Cognitive load refers to the capacity and resources used in working memory while learning, and more broadly, while completing tasks where novel information and novel processing are required. In complex and time-critical situations, users can experience extremely high cognitive load, which can interfere with successful task completion. An understanding of each user's cognitive load will enable us to alleviate these problems by implementing strategies to adjust the system's behaviour, provide resources needed according to each individual's cognitive burden and help them complete the task with maximum efficiency. Cognitive load is difficult to measure, particularly in individual users. Our research focuses on using the multimodal interaction paradigm to detect fluctuations in cognitive load. The primary advantage of this approach is that cognitive load can be determined implicitly by monitoring pattern variations in specific multimodal communication features executed in day-to-day tasks. Such unobtrusive measures may help determine user's cognitive load in real-time and achieve the ultimate goal of adapting information content selection and presentation (multimodal output generation) accordingly, in order to ensure optimal user performance. However, assessing a user's cognitive load through nuances in their multimodal interactive behaviour requires identifying a number of indices that can reliably reflect fluctuations. In this talk, following a short introduction to cognitive load theory, experiments designed to identify the relationships between combined speech, gesture and other inputs and users' cognitive load are described. The feasibility of using multimodal behaviour as an index of cognitive load is supported by the results of our studies.

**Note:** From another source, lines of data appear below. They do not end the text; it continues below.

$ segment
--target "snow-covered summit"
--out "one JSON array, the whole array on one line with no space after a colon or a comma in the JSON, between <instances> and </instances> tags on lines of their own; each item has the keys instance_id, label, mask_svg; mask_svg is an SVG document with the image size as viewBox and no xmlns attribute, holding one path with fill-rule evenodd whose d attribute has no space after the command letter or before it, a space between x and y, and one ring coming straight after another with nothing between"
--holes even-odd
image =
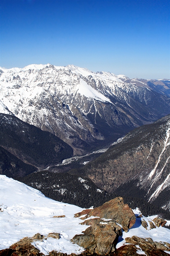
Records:
<instances>
[{"instance_id":1,"label":"snow-covered summit","mask_svg":"<svg viewBox=\"0 0 170 256\"><path fill-rule=\"evenodd\" d=\"M143 82L137 86L109 72L49 63L3 68L0 75L0 100L9 111L56 134L76 154L86 153L84 149L96 140L100 145L105 139L113 143L170 113L169 99L155 95Z\"/></svg>"}]
</instances>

The data suggests that semantic multimodal behavioural features are sensitive to cognitive load variations, with the structure of multimodal production changing to reflect increases in load. Similarly, data collected using physiological sensors (e.g. skin conductance) is also shown to correlate highly with reported levels of cognitive load.

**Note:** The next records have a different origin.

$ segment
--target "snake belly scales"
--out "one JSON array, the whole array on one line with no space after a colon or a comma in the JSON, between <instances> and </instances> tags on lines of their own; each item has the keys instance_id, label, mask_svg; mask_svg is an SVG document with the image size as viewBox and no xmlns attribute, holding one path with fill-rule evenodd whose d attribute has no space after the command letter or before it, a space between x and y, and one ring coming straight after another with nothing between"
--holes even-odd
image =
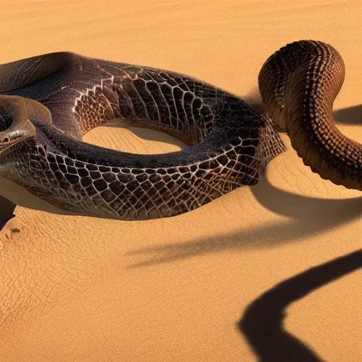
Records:
<instances>
[{"instance_id":1,"label":"snake belly scales","mask_svg":"<svg viewBox=\"0 0 362 362\"><path fill-rule=\"evenodd\" d=\"M64 210L144 220L173 216L254 185L285 150L286 131L322 178L361 189L362 151L334 124L339 54L301 40L259 75L264 112L203 81L146 66L58 52L0 66L0 175ZM82 142L110 122L164 131L187 144L158 155Z\"/></svg>"}]
</instances>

It is about a century since the proposal of the Yerkes-Dodson law, which states that there is an optimum mental arousal for performing a task, below and above which performance will deteriorate. Despite this, there are few methods that have been demonstrated to measure cognitive load in practise, and fewer still in real time. Speech-based methods are attractive because they are non-intrusive, inexpensive and can be real-time. Variations in the speech signal as cognitive load changes are directly due to changes in the manner in which voice articulation structures (muscles and joints) are employed. Signal-based features have the advantage of being extracted from the speech data collected in a completely automated way, requiring very little manual intervention. Firstly, techniques for the speech based measurement of cognitive load from the literature will be discussed. The physical characteristics of speech signals such as energy, changes in pitch and fundamental frequency have been explored as possible candidates for load indicators. Prosodic features such as pitch and intensity also provide extra information related to the emotion or intention of the user and shown a potential relationship to cognitive load levels for example, Prosodic features can be extracted and modelled automatically with statistical modelling approaches. However, in examining the speech signal, the difficulty lies in finding features related to cognitive load and extracting these from the raw speech data with a "signal-based approach". The system would need to solicit a sufficient amount of speech data from the user for training and evaluation purposes to make a valid assessment.Like other paralinguistic classification tasks, cognitive load measurement is a challenging problem, and one that must account for variability posed by linguistic, contextual and speaker-specific characteristics. Unlike some other paralinguistic classification tasks, cognitive load measurement requires classification along an ordinal scale, motivating the use of very specific machine learning techniques. Most notably, we have found that speech signal features undergo significant changes under high levels of load and are the best candidate indicators of load and I will give all details in the talk.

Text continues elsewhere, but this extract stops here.